My suspicion is this is yet another nail in the coffin of the reading wars. For decades now, it has been clear that learning to read is done best by teaching phonics. Despite this, numerous school districts have pursued “whole language” methods, where students are taught to guess the word by using context or even pictures on the page. DoD schools embraced the Common Core during this period, a much-maligned but tested method of education. The Common Core does not explicitly endorse phonics, but does focus on foundational concepts that include the key attributes of phonics. This appears to have paid off.
Finally, the push for in-person learning during Covid certainly had an impact. According to David Leonhardt, 85 percent of DoD schools were learning in person by December 2020. The DoD deserves major credit for this. In December of 2020, entire states had gone completely remote in their public schools. Several states were at least 90 percent remote during this time, meaning only those in private schools were attending in person. Given that government organizations were often the most Covid cautious, with entire federal agencies basically shutting down for an entire year, it is remarkable that DoD schools decided to resume in-person instruction so quickly.

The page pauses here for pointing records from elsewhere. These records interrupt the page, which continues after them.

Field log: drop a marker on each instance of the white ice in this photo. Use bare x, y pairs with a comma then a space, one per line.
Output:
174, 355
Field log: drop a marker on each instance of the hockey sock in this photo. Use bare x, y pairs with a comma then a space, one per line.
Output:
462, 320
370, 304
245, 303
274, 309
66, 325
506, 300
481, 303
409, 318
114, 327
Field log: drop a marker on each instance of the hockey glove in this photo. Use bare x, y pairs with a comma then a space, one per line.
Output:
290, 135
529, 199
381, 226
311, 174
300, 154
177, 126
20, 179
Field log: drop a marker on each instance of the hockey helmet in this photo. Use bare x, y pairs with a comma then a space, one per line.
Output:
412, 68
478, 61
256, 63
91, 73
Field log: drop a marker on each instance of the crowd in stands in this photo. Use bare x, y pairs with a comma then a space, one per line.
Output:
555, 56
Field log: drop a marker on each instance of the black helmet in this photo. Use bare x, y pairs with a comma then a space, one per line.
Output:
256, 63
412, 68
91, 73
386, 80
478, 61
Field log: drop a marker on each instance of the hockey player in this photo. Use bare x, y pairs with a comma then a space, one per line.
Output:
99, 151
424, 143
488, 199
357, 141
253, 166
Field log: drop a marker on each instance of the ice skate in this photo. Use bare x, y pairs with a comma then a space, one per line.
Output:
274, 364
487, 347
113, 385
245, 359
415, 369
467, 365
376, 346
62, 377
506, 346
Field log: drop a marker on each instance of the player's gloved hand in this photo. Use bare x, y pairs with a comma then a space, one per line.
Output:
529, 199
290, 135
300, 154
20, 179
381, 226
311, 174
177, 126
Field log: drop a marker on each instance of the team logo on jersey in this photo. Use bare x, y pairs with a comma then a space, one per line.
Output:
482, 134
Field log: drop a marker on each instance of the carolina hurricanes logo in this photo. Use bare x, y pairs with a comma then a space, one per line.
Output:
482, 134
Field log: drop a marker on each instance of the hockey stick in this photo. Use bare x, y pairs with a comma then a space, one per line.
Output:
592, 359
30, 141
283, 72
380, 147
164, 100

So yes, educators should be asking what DoD schools are doing. But they shouldn’t have to dig very deep to find out.
The New York Times insist on calling the Department of Defense “the Defense Department” throughout. Is this a change in their style guidelines? It sounds weird to me. It’s the DoD!
DoD schools may have a higher percentage of doctors, lawyers, and engineers than your avg working class school district because all significant military bases have medical and legal facilities. Anecdotally, none of my friends parents were doctors, lawyers, or engineers growing up. And I can't think of any parents with those professions from my youth. (Contractor was the wealthy kid's dad's job in my area). The lawyers and doctors I know, i know through the military. (I think civilians typically think of the military as a bunch of privates running around being told what to do).

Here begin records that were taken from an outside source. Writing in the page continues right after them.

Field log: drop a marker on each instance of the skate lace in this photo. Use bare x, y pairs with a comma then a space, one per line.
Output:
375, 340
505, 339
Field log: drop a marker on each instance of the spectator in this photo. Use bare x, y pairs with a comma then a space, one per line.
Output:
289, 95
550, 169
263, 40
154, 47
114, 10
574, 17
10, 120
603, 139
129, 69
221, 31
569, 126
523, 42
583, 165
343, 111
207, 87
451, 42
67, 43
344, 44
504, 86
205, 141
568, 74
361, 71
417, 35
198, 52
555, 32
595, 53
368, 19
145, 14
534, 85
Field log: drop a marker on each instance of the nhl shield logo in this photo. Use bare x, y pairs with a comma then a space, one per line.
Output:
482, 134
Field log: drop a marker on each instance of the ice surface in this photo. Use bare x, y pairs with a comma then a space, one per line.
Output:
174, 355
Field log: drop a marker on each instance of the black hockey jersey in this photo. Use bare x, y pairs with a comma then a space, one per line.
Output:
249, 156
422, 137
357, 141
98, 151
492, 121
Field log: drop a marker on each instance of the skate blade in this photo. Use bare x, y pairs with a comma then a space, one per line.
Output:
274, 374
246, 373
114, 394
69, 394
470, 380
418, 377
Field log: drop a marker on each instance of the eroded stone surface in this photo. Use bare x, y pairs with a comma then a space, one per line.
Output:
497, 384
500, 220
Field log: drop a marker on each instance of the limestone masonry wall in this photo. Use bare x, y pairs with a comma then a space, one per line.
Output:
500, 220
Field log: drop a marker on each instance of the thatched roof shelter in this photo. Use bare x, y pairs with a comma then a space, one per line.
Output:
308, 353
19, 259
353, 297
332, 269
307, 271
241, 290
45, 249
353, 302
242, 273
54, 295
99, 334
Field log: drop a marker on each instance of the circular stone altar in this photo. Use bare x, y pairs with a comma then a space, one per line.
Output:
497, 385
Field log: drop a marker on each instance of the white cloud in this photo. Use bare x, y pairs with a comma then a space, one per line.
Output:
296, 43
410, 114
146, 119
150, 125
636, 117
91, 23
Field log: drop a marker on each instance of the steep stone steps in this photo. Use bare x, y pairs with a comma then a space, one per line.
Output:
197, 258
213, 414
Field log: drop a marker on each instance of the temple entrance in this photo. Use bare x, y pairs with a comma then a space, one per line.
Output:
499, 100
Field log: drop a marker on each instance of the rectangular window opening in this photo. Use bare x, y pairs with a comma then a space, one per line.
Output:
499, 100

But that's not nearly as interesting as the *shifts* in the graph. One thing that comes to mind is the Irish —> Latino demographic shift in the laboring class. Another is the ongoing advent of an age of electronic communication, which is creating a "post-literate society," as some say.

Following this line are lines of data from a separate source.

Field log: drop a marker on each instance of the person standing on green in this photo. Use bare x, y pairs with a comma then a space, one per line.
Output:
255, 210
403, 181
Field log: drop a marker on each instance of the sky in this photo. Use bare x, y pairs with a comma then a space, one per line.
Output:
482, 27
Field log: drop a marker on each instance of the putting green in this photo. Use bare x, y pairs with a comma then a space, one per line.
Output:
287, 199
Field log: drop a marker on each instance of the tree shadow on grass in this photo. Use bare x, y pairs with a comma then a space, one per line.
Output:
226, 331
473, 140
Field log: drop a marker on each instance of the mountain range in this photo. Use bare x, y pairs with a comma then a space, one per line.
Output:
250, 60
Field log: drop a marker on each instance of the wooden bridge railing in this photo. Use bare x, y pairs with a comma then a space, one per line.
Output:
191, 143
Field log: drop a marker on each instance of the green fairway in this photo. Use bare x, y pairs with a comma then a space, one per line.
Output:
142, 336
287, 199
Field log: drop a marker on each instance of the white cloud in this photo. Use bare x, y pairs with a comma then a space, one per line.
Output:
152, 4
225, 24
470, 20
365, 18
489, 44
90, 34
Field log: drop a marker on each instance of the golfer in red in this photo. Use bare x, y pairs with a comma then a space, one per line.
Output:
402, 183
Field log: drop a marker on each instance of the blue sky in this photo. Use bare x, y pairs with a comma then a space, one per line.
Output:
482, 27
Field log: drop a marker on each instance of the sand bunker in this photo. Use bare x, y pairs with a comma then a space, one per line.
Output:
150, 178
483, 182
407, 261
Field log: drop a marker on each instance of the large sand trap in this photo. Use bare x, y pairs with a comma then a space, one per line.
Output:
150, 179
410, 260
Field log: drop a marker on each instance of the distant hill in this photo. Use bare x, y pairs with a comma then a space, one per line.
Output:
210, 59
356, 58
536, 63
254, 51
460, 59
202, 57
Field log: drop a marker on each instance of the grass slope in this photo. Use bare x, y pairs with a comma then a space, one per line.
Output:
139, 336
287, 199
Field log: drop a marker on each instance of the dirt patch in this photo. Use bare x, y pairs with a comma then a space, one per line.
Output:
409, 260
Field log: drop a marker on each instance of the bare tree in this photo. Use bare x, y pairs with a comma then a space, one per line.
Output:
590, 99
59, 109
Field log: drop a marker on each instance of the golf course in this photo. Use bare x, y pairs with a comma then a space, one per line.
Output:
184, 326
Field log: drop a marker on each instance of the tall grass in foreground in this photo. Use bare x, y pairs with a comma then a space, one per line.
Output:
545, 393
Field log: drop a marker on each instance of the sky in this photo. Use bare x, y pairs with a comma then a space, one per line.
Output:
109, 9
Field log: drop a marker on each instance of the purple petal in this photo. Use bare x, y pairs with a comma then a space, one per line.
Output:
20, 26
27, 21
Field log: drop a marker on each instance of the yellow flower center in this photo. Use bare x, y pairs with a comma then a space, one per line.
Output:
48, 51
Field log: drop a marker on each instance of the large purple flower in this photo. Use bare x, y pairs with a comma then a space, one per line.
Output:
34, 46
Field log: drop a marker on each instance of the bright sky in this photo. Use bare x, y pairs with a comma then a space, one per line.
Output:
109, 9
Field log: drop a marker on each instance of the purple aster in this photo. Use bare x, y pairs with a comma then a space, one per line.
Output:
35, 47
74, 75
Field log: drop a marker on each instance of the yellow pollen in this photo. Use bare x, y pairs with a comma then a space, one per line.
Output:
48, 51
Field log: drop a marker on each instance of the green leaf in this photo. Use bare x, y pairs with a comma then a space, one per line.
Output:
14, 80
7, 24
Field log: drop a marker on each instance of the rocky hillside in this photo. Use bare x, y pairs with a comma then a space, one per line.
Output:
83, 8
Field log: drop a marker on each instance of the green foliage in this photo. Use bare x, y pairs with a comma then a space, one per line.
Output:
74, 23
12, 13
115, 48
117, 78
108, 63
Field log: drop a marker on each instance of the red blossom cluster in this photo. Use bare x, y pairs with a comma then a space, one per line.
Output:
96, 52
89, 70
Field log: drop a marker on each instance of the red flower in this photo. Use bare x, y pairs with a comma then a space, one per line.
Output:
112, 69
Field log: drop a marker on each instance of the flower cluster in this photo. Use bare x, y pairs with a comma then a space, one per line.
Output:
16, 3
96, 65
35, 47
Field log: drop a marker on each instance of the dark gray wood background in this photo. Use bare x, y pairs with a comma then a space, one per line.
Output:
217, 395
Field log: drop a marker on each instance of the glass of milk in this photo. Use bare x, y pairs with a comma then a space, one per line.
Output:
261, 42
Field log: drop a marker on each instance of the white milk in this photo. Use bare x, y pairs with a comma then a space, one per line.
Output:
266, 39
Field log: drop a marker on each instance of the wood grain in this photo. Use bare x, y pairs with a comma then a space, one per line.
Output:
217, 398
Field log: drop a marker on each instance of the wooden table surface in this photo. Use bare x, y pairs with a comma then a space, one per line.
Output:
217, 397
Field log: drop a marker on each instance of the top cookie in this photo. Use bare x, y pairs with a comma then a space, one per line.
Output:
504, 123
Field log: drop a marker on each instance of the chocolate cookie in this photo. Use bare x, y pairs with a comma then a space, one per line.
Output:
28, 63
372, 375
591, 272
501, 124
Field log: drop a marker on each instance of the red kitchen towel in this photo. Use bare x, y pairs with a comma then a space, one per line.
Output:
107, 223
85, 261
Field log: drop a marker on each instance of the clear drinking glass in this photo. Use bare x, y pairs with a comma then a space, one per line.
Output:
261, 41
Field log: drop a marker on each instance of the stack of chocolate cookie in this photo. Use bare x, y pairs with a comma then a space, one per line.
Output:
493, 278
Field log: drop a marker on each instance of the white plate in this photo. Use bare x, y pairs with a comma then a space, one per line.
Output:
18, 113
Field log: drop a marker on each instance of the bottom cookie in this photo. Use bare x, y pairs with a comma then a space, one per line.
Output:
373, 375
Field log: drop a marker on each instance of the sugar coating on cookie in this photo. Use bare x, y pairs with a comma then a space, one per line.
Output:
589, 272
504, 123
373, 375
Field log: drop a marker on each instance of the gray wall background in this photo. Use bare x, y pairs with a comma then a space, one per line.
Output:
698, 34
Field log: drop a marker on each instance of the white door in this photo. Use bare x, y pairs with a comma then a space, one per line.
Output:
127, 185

Also, what's the value of literacy? We know that totalitarian regimes will institute literacy programs because it's easier to propagandize to the literate. And most people throughout history, including Socrates, couldn't read, relying instead on orality for communication, not literacy. Moreover, of our curriculum seems to stem from the post-WWII need for technicians to make stuff go BOOM bigger and ZOOM faster, which is why math and reading are so heavily prioritized. In other words, we have no idea what we're doing or why we're doing it. I hope that this larger, national system breaks down so we can have more experiments in how to teach/learn. I would never send my children through the school system to which I was subjected.